Prime luminarie per le vie.
Il profilo del Natale che già si espande, disegnato sulle vetrine e oltre le porte.
Il freddo che va e viene, un’intermittenza che mi fa sorridere, mentre questa mattina il vetro dell’auto è praticamente ricoperto di ghiaccio.
Metto in moto e aspetto. Lo schermo del cellulare che si riempie di simbolini colorati e la porta di casa che ancora non si apre, so già che faremo tardi anche questa mattina.
I suoi capelli lunghi da pettinare e la maglia che oggi su quei jeans non va. La vita alta che è ritornata di moda, abbandonata poco prima che nascesse mia figlia.
Sì, perché si entrava nel periodo del jeans a zampa e le vite basse in quegli anni. Lo ricordo ora come un film: camminavo per le strade e immaginavo a quando mia figlia sarebbe stata una ragazza e da quali mode avrebbe preso spunto.

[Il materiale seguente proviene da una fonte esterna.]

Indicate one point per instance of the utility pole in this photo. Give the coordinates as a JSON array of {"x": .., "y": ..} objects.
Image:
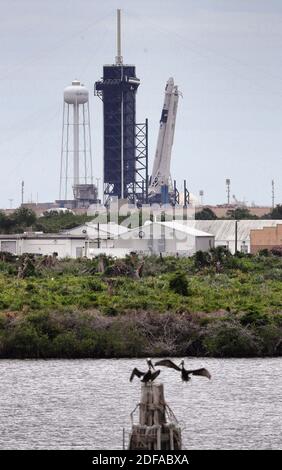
[
  {"x": 273, "y": 194},
  {"x": 227, "y": 182},
  {"x": 22, "y": 191}
]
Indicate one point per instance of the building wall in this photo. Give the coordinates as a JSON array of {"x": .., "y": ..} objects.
[
  {"x": 72, "y": 248},
  {"x": 268, "y": 237}
]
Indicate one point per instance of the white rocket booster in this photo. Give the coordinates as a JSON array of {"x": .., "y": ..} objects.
[{"x": 161, "y": 168}]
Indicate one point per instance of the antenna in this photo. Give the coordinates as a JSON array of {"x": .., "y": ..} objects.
[
  {"x": 228, "y": 182},
  {"x": 273, "y": 194},
  {"x": 201, "y": 194},
  {"x": 22, "y": 192},
  {"x": 119, "y": 59}
]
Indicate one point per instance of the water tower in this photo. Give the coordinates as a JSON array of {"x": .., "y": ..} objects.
[{"x": 76, "y": 174}]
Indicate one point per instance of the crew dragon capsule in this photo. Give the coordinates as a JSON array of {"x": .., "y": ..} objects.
[{"x": 160, "y": 179}]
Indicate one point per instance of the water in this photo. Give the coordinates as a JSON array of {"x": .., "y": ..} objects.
[{"x": 84, "y": 404}]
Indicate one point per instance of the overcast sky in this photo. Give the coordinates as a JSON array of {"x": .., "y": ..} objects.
[{"x": 225, "y": 56}]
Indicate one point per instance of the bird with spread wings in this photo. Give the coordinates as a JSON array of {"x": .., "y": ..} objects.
[
  {"x": 148, "y": 376},
  {"x": 185, "y": 374}
]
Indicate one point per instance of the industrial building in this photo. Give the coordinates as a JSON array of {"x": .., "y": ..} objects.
[
  {"x": 226, "y": 234},
  {"x": 167, "y": 238},
  {"x": 269, "y": 238},
  {"x": 71, "y": 246}
]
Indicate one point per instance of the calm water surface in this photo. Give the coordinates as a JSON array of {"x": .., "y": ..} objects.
[{"x": 85, "y": 404}]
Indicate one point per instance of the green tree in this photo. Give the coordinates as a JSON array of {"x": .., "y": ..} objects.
[{"x": 24, "y": 216}]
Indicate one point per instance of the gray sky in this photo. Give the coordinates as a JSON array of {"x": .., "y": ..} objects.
[{"x": 225, "y": 55}]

Lei che ama il bello, gli accessori mai abbinati a caso, come piace fare a me ogni giorno. Una sorta di routine o di gratitudine verso se stessi.
Durante quelle passeggiate mentre osservavo quelle gioventù e sapevo che sarei diventato padre credevo che, certo non sarebbe stato semplice, ma non sarei stato di quei padri amici che accontentano ogni capriccio, non un fratello e tanto meno un estraneo, ma un genitore presente, amichevole se necessario e severo al punto giusto.
Una guida, un sostegno. La figura di riferimento.
Ecco che finalmente la porta si apre.
Ha indossato un cappello di lana colorata con un grosso pon pon.
“Non stiamo andando in montagna ma a scuola!” Le dico ridendo.
“Papà, se non richiamo l’inverno a qualche modo, non arriverà mai a portarci la neve!”
Metto in moto e sorrido, perché in fondo ha ragione, in questo modo potrei starmene a casa al caldo, magari tra i monti che amiamo entrambi.